The Risks of Commercial Equipment Financing

Commercial equipment financing allows you to purchase necessary supplies for your business and pay off the sum you owe over time. Most businesses finance at least a portion of their start up or expansion costs. Once you purchase your equipment, the goal is to use profits you earn off its use to pay off the cost of purchasing it. Because you are taking out the loan based on estimated future earnings, there are always some risks involved.

Loan Default

The biggest risk any time you take out a loan is loan default. When you default on a commercial equipment loan, your business's credit score will drop. Your personal credit may also be affected if you used your own information to apply for the loan. Even greater than the risk of credit problems, though, is the fact your asset may be seized. Many equipment loans are secured against collateral, typically the equipment itself. For example, you may secure the purchase of a tractor for a landscaping business with the tractor itself. If you default on the loan, you may be right in the middle of using the equipment for a job when it is seized. You will lose the ability to use the asset and also lose any money you already paid toward its purchase.

Too Much Debt

Businesses, like households, need to be wary of how much debt they take on. Your business will likely operate on a cycle of debt. This means you will pay employee salaries, rent and make other necessary payments using credit. Then, you will pay off those loans with the profits you earn in the short future. While this generally works well, some businesses do not appropriately control their debt. As a result, their profits cannot cover the debt they have incurred. This will lead to business bankruptcy.

Equipment Loses Value

Buying equipment is a lot like buying a car. Over time, the equipment will lose value. Even after one use, the value of a piece of equipment usually goes down tremendously. This is especially true with high-tech equipment; technology changes very rapidly, and it will quickly become outdated.

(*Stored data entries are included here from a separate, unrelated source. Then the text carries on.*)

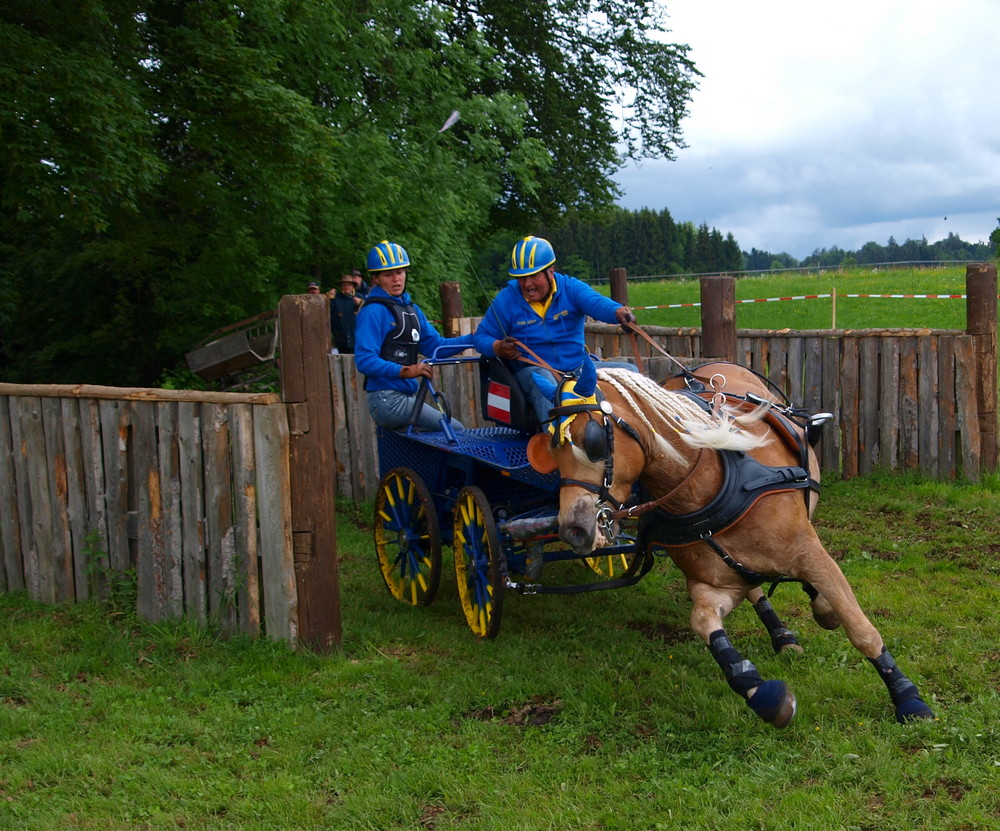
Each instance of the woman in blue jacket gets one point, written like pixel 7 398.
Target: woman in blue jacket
pixel 391 332
pixel 546 311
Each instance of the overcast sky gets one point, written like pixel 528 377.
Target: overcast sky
pixel 833 124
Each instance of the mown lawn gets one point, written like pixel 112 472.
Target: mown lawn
pixel 814 312
pixel 596 711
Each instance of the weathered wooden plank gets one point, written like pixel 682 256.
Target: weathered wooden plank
pixel 967 407
pixel 11 568
pixel 168 449
pixel 39 567
pixel 344 461
pixel 149 565
pixel 77 507
pixel 868 406
pixel 245 515
pixel 888 431
pixel 96 539
pixel 271 446
pixel 796 369
pixel 909 448
pixel 135 393
pixel 220 549
pixel 115 416
pixel 777 370
pixel 55 477
pixel 812 376
pixel 193 556
pixel 928 419
pixel 947 410
pixel 849 405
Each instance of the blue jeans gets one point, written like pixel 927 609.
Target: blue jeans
pixel 392 409
pixel 537 398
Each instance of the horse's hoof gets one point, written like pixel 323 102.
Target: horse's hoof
pixel 828 620
pixel 913 709
pixel 774 703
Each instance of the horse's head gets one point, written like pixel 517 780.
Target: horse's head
pixel 597 466
pixel 606 435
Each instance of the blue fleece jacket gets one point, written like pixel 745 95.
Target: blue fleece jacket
pixel 374 322
pixel 558 337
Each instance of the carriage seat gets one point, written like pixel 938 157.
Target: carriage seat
pixel 502 400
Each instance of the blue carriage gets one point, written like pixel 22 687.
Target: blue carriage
pixel 477 492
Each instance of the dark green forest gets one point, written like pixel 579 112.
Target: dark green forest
pixel 169 167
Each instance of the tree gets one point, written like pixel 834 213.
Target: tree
pixel 170 167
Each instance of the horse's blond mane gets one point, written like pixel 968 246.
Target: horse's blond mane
pixel 677 411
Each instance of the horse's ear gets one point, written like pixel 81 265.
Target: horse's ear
pixel 588 379
pixel 545 384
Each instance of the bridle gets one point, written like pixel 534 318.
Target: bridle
pixel 599 445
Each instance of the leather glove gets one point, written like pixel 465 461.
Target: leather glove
pixel 506 348
pixel 623 314
pixel 415 371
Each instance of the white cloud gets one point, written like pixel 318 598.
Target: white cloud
pixel 817 126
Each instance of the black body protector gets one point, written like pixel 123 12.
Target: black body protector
pixel 401 342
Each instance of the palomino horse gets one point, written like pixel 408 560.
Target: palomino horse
pixel 730 502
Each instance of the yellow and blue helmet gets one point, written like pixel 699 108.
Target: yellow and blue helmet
pixel 387 256
pixel 531 255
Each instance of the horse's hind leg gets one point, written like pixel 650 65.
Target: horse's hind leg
pixel 906 700
pixel 823 612
pixel 771 700
pixel 782 638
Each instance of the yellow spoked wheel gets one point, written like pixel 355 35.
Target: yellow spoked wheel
pixel 407 537
pixel 477 563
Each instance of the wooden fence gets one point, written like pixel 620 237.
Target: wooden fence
pixel 184 495
pixel 902 400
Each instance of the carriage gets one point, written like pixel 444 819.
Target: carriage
pixel 477 491
pixel 708 447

When this happens, you will end up with an asset worth much less than you paid for it once the loan is paid off. To assure against this problem, opt for shorter loans. You may also consider choosing a mix of financing and leasing for your more expensive equipment. 

Leasing is Cheaper

There are times when a lease will ultimately be less expensive than purchasing a machine out right. Remember: when you lease something, you are simply giving the money away instead of building an asset. At the end of a lease, you will have nothing to show for all of your payments. However, leasing can still make sense in some situations. If you need the equipment very rarely, consider leasing it. If you think the equipment will drop in value by the time you pay off a loan, consider leasing this equipment as well. Build assets where you can, and use leases where it makes more sense financially.